Meski sering menggangguku, tetapi kamu tidak pernah mengizinkan teman yang lain menggangguku, seakan hanya kamu yang berhak melakukannya. Kamu selalu sigap mengamankanku dari keusilan siswa lain, jadi jika kamu tidak masuk sekolah, aku merasa tidak aman, sepi, dan kehilangan.
Berjumpa di Reuni
Hingga tiba saatnya kelulusan sekolah, tidak pernah ada hal serius yang kita bicarakan. Semua cerita tentang kita dibiarkan berlalu begitu saja, melebur dalam genangan kenangan di pojok ingatan. Menikmati luka perpisahan, hanya berbekal coretan nama dan tanda tangan di seragam putih saat usai pengumuman kelulusan. Kami berdua meninggalkan sekolah, berbeda arah untuk masing-masing melanjutkan perjalanan.
Dipertemukan kembali tujuh belas tahun kemudian saat teman SMA mengadakan reuni.

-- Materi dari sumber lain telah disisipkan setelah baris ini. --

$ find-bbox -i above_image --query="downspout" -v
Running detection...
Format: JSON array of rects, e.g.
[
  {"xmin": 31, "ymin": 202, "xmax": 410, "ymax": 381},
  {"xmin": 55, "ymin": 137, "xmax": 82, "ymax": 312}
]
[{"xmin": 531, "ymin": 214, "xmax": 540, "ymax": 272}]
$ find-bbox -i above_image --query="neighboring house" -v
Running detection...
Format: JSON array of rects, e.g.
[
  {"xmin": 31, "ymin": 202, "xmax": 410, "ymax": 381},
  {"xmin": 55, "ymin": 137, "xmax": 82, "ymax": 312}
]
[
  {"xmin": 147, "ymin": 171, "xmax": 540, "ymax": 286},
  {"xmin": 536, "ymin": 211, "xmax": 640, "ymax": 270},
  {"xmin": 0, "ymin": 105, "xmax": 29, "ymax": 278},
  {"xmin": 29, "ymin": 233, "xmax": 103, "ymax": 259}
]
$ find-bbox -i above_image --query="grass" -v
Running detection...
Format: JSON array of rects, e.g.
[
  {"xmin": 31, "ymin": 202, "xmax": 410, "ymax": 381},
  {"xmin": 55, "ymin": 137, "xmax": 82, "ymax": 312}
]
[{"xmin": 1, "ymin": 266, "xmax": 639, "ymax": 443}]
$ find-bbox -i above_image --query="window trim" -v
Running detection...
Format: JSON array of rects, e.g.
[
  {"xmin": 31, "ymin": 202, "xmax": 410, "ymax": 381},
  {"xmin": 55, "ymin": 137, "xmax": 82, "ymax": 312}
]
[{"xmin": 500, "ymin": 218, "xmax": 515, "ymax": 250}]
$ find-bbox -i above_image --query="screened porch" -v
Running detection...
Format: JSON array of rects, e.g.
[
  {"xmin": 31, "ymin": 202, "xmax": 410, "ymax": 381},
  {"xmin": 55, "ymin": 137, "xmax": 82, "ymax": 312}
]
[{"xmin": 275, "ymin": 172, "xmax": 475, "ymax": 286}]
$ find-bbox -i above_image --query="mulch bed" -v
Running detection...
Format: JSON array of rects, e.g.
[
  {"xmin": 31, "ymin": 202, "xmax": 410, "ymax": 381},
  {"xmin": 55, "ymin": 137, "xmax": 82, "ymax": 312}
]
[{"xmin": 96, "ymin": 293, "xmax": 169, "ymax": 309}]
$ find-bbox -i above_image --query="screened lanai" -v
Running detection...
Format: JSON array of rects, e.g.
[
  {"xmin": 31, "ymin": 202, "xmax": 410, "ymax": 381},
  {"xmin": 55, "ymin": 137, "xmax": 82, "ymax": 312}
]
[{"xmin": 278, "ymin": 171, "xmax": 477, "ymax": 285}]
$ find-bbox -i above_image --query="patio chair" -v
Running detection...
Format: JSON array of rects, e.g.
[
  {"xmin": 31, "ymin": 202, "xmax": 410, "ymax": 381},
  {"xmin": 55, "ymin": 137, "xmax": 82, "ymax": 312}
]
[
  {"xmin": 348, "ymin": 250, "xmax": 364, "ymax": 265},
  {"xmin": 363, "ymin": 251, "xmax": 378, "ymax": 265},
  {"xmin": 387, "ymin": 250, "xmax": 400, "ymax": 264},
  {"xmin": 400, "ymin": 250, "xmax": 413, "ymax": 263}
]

Tidak ada lagi gemuruh putih abu-abu, yang ada hanya sekadar basa-basi, sekadar menyapa, sekadar bercanda.
"Seandainya dahulu aku beranikan diri nembak kamu, mungkin anak-anakku akan seceriwis kamu," kalimat itu meluncur begitu saja dari pemilik mata cokelat yang serius menatapku, sorotnya mengungkap rahasia besar yang tidak pernah aku ketahui selama belasan tahun.
Sebelumnya aku selalu merasa cinta pertamaku menjadi milikku sendiri, tiada berbalas alias bertepuk dengan tangan sendiri. Dalam hatiku berkata, "Seandainya dahulu kita tahu dan sama-sama mengakui jika telah saling jatuh cinta, mungkin suamiku kini adalah lelaki berewok yang ada di depanku sekarang," lalu aku mengulum senyumku sendiri.
Memilih diam karena tidak berani mengungkapkan, ternyata menjadi kunci abadi sebuah rasa yang pantang dinyalakan lagi. Rasa itu telah lama dipadamkan dan dikubur dalam-dalam, dan kini kita telah sama-sama bahagia dengan keluarga kecil kami masing-masing.